How can you tell who your real friends are? What criteria do you use to discriminate between casual and serious friends? Is a real friend someone you’d hit up if you needed to borrow $1000 in a pinch? Or someone you’d talk with before making a major life decision? Or someone you’d call at 2:00 a.m. during a crisis?

Joseph Heller’s novel, “Good as Gold,” contemplates a different type of criteria for friendship in the question “Who would hide me?” The question is asked from the viewpoint of a Jewish person living with the memory of Germany during Hitler’s regime. As that person weighs his relationships with his Gentile friends, the ultimate criteria of friendship becomes, “Would he risk his skin to hide me if the Nazis came knocking again?” The darker side of this friendship question is “Who would betray me? Who would sell me out?”

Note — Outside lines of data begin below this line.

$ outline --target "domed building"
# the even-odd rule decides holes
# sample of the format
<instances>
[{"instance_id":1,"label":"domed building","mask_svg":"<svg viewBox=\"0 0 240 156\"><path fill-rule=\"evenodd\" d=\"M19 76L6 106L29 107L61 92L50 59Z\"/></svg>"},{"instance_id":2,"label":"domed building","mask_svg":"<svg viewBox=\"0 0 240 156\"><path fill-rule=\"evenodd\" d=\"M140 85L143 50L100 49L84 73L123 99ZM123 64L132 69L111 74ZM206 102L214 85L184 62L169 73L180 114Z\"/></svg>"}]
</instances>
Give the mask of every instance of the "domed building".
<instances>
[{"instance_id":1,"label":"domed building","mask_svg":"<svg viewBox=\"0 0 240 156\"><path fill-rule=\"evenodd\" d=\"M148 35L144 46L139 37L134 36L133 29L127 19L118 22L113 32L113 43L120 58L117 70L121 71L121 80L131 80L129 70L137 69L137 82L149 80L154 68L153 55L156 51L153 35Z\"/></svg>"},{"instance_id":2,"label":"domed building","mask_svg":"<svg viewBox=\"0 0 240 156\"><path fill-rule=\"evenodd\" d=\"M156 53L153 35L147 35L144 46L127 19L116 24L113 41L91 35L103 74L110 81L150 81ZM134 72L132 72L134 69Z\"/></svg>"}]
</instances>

Jesus once entertained a similar question: “Who is my neighbor?” The lawyer asking the question was really wanting to know, “What are the limits of neighborliness? At what point am I absolved from my responsibility toward others?” The answer Jesus provided, in the form of the parable of the Good Samaritan, was not one the lawyer was hoping to hear. He concluded, based on Jesus’ story, that a neighbor is “one who shows mercy.” Jesus then replied, “Go and do likewise.”

Who is my neighbor? Who is my friend? Jesus and Joseph Heller both emphasize safety and protection as vital parts of neighborliness and friendship. The Samaritan who responds to the needs of the roadside robbery victim and the Gentile who welcomes in his vulnerable Jewish friend are both taking risks to provide safety and shelter. A true friend is someone who provides the shelter of friendship, even when it’s inconvenient or costly.

Jesus modeled this type of deep friendship. He told his followers that “No one has greater love than this, to lay down one’s life for one’s friends.” Then he lay down his life for them and for all humankind. The apostle Paul tells the Colossian believers that “your life is now hidden with Christ in God,” describing the effects of their baptism in sheltering them in Christ.

I conclude with two questions for your reflection. First, who would hide you? Who is hiding you in the shelter of their friendship? Second, who are you hiding? Whom are you welcoming within the mercy of your protective loyalty?